Osama’s Death Picture – See The Legal Picture of Osama’s Death

Osama’s death picture may be wanted all over the internet, but Osama’s death itself is now giving rise to the inevitable debate about its legality and the ‘wanted dead or alive’ issue.

If captured, imagine the issue facing the Trial of Osama bin Laden. This would have eclipsed any OJ trial and been a media-fest like nothing witnessed in the world. Inevitably it would create the most complex and involved legal proceeding in American history.

Issues would have abounded, from the legality of his being seized to the forum – military or criminal? – Guantanamo or US? His representation, his rights, his ability to see others . . it would be an endless array of legal threats, issues and appeals.

One blogger quoted the historian Hubert Bancroft who wrote about the Wild West and its predisposition towards violent justice and lynch law.
As one blogger Tim Stanley said:”In the past decade, some Americans have talked about “putting Osama on trial”. But those that did inevitably sounded slightly less desirous of justice than those who talked of personally putting a bullet between his eyes. For Osama must not just be caught, the public had decided, but be hunted down and killed. Even John Kerry, the figurehead for doubt and indecision in 2004, promised that much.”

COuld Osama have represented himself and used it as a further stage for propaganda?

Still, as the New Yorker noted in a column, the apparently universal acclaim for the killing represents a major shift in American perceptions of such actions.
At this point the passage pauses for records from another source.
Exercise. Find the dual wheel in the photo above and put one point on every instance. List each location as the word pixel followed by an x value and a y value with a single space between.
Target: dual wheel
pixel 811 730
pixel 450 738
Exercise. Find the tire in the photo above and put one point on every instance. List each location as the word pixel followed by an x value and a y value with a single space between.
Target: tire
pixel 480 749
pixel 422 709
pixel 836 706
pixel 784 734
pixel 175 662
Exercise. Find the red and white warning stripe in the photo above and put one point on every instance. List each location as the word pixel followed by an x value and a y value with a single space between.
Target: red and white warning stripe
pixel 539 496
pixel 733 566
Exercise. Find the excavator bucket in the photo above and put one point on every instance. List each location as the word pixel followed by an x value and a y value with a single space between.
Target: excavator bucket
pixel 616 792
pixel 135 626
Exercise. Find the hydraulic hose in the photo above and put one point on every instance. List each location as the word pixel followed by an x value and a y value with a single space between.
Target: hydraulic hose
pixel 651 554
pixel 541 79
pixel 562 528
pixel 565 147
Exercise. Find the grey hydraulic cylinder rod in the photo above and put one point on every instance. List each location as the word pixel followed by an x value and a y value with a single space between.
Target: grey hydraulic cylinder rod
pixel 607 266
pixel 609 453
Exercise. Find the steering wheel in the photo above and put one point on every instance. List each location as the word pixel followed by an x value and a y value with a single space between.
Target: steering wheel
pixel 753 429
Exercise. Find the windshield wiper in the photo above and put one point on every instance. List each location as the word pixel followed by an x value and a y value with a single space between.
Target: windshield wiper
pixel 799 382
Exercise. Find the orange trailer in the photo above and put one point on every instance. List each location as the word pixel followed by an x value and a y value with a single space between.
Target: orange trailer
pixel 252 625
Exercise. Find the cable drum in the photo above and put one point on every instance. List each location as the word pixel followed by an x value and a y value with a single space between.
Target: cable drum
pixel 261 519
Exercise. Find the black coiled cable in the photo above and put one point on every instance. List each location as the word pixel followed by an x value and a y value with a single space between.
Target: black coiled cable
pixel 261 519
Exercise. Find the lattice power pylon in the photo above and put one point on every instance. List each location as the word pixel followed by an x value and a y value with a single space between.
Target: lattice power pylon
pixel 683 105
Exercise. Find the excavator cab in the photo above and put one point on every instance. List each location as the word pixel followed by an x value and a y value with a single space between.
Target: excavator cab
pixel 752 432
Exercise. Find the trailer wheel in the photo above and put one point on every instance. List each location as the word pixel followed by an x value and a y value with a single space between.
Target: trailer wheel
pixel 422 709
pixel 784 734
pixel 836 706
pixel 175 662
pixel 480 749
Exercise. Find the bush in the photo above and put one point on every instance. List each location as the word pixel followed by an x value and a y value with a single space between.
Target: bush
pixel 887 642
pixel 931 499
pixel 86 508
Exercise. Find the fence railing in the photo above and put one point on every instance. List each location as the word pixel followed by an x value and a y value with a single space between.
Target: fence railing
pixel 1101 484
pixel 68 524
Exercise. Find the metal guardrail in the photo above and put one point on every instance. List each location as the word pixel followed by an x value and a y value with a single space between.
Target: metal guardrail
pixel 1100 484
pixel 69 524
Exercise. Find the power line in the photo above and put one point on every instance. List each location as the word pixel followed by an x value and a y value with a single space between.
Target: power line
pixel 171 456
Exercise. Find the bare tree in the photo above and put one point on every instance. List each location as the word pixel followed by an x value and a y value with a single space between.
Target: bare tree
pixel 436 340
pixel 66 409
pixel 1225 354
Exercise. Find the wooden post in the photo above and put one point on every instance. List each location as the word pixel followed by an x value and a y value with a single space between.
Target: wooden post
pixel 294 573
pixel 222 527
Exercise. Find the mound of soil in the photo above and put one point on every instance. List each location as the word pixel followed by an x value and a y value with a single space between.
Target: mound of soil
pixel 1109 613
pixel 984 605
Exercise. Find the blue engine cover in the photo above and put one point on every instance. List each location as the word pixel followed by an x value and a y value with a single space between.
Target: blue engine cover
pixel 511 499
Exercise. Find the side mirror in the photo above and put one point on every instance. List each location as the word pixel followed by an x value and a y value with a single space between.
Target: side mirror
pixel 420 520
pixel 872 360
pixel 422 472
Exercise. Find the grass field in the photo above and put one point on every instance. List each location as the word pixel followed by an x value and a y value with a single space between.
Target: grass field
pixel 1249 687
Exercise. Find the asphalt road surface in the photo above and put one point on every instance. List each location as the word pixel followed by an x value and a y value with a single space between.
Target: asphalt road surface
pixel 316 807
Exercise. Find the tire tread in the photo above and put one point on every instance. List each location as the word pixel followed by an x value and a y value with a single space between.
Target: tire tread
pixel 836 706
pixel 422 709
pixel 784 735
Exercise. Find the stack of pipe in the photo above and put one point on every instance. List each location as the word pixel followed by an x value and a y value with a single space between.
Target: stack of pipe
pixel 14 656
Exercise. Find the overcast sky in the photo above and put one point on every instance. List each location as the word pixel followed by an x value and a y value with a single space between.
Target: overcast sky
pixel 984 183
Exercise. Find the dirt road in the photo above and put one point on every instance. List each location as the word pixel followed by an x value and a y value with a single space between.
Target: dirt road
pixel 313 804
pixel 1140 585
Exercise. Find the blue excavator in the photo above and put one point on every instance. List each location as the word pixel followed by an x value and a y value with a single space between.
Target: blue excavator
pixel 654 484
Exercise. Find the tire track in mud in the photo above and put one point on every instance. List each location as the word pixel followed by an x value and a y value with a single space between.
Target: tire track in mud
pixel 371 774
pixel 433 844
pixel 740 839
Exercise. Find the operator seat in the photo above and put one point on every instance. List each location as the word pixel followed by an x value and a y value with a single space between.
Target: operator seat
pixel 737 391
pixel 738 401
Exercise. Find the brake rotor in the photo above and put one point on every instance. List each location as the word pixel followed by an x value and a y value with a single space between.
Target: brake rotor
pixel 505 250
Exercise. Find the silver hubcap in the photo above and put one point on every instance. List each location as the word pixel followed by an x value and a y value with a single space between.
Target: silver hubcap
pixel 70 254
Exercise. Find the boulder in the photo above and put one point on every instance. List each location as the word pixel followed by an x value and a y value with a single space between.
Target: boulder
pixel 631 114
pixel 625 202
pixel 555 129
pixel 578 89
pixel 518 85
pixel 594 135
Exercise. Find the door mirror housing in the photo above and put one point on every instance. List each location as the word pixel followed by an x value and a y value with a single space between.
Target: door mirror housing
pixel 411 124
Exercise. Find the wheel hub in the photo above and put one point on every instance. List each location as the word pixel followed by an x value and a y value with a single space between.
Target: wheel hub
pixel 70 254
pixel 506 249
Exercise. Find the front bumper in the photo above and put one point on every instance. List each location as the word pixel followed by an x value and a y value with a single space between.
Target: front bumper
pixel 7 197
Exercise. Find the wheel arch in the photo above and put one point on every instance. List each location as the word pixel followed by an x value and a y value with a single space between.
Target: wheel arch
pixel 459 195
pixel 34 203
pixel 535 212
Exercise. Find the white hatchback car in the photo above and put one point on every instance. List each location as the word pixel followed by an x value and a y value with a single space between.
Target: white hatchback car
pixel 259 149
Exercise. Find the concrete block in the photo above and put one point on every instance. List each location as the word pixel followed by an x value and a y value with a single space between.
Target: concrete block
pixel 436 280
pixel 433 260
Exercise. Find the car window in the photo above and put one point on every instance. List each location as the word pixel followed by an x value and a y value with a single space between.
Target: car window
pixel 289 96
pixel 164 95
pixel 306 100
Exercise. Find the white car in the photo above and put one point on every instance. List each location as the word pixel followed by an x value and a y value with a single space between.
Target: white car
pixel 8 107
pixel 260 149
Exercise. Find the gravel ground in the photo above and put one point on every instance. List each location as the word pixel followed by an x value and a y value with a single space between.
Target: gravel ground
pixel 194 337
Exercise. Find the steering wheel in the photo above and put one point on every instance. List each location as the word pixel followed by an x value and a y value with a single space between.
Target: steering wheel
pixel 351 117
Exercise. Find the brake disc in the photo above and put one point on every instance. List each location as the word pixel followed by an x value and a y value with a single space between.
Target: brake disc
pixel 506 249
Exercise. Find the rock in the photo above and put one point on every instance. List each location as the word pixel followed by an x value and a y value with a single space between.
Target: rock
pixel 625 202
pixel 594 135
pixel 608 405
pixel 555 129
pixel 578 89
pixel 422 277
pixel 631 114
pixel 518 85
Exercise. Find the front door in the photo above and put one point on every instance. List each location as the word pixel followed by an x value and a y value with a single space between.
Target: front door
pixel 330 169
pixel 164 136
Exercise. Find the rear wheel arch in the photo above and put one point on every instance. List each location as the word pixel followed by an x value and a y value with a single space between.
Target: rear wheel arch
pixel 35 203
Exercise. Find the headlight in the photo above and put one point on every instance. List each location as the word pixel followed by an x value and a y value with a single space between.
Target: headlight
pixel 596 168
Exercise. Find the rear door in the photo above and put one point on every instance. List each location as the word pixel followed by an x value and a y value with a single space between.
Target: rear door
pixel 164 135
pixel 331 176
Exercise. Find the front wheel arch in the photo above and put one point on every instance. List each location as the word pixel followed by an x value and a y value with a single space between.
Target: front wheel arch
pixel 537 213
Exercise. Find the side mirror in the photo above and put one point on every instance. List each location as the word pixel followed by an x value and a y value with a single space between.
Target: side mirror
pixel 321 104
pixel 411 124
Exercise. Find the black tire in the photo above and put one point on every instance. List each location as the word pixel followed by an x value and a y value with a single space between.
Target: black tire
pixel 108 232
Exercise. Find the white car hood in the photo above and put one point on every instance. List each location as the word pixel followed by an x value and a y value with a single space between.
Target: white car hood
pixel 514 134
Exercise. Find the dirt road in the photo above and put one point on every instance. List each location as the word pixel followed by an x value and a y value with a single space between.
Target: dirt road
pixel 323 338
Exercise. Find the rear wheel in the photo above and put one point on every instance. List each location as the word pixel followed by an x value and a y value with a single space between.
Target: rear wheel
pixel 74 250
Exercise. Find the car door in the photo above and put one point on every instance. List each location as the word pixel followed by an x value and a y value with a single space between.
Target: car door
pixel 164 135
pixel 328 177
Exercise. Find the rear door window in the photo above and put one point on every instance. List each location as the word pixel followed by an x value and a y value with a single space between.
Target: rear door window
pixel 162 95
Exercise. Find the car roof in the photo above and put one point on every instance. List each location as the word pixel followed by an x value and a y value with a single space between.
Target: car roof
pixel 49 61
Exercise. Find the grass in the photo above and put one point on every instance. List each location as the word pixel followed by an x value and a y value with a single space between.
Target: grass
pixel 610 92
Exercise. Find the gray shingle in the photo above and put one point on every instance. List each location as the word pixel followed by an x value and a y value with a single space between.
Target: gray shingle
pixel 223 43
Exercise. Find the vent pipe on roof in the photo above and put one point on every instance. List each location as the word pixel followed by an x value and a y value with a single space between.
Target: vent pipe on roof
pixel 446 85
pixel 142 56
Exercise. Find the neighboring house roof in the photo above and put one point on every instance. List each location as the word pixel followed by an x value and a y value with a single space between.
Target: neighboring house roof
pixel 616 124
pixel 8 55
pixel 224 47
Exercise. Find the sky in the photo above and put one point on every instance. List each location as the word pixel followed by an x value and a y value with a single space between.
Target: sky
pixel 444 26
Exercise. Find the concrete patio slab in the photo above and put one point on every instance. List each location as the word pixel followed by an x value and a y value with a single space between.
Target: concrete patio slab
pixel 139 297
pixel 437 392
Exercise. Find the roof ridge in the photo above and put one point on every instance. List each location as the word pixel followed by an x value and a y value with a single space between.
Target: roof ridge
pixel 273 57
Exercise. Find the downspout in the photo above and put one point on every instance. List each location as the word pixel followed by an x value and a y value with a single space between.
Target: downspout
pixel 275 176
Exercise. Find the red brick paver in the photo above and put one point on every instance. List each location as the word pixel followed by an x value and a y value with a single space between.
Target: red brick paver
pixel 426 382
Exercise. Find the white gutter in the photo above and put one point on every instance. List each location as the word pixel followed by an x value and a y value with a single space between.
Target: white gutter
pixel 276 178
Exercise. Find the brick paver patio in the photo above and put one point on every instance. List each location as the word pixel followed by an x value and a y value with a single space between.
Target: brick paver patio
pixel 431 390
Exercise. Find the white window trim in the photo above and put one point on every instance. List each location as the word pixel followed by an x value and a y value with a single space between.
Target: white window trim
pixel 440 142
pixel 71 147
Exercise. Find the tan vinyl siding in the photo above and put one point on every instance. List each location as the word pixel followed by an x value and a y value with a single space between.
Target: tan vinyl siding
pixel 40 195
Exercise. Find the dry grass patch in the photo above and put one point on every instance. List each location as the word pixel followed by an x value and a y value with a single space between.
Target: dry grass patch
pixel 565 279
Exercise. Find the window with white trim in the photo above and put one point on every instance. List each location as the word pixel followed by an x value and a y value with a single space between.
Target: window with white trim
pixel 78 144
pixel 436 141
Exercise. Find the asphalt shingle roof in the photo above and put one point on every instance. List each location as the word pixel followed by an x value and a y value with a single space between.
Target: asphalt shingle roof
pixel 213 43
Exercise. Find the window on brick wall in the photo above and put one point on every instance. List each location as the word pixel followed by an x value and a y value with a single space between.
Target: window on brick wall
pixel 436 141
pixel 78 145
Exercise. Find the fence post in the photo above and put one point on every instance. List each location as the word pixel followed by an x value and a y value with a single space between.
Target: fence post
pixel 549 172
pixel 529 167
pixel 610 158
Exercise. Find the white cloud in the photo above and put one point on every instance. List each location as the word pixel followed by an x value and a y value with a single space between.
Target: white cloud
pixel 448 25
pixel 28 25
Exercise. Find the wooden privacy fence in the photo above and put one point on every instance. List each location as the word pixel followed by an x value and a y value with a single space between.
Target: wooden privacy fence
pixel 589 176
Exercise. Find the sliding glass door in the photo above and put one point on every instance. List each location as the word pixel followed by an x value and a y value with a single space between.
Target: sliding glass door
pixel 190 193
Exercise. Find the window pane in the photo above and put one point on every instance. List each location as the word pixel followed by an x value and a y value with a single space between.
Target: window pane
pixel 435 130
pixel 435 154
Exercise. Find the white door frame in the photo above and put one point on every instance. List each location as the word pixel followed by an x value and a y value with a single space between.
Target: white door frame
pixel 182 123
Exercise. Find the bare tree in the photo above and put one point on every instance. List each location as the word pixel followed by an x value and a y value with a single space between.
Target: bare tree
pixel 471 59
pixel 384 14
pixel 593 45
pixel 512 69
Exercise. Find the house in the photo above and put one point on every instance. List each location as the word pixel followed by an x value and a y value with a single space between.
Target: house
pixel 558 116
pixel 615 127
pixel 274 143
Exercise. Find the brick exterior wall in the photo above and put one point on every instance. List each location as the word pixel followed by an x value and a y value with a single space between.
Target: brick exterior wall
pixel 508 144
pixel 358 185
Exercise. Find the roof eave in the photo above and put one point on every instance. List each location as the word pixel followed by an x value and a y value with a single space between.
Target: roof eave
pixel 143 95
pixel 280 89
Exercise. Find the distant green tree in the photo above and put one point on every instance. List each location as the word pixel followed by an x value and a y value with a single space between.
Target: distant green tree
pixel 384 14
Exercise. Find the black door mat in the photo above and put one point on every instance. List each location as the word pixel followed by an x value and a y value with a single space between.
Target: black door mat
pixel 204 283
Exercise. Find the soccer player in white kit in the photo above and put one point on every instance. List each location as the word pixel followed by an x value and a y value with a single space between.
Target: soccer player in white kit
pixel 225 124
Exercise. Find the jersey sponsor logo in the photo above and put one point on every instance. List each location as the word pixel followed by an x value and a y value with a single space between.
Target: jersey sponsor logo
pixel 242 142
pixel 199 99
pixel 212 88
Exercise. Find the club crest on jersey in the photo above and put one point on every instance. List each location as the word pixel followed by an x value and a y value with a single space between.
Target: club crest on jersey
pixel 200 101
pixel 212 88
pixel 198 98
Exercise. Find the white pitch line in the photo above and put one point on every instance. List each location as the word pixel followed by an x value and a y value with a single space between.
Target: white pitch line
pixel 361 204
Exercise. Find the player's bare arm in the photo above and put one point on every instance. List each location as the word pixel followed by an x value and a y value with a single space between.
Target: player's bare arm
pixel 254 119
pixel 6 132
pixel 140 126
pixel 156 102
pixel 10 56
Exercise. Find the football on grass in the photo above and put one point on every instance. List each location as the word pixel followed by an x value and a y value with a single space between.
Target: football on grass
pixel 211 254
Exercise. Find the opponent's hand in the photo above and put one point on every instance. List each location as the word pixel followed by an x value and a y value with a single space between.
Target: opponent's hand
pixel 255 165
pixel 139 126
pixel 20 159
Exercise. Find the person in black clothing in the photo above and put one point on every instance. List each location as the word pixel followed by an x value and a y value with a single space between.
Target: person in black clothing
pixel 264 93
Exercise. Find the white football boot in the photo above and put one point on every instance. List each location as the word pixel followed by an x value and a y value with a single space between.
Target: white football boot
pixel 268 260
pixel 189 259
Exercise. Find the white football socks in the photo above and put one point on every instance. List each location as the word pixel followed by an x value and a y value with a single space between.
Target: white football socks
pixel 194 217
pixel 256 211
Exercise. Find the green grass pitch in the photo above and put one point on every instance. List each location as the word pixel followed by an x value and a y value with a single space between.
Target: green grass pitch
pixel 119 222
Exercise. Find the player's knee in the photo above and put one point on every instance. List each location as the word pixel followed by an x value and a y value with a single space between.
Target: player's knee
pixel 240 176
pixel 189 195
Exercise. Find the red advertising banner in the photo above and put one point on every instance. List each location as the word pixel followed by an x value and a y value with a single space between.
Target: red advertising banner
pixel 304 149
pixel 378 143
Following the revelations of C.I.A. assassination plots by the Church Committee, in the nineteen-seventies, President Ford issued Executive Order 11905 (later 12333), which stated,

No employee of the United States Government shall engage in, or conspire to engage in, political assassination.

It may be a shift in policy for the US. But most seem to agree, Osama’s death picture may not be around (publically just yet) but he is far better dead than alive for a whole lot of reasons.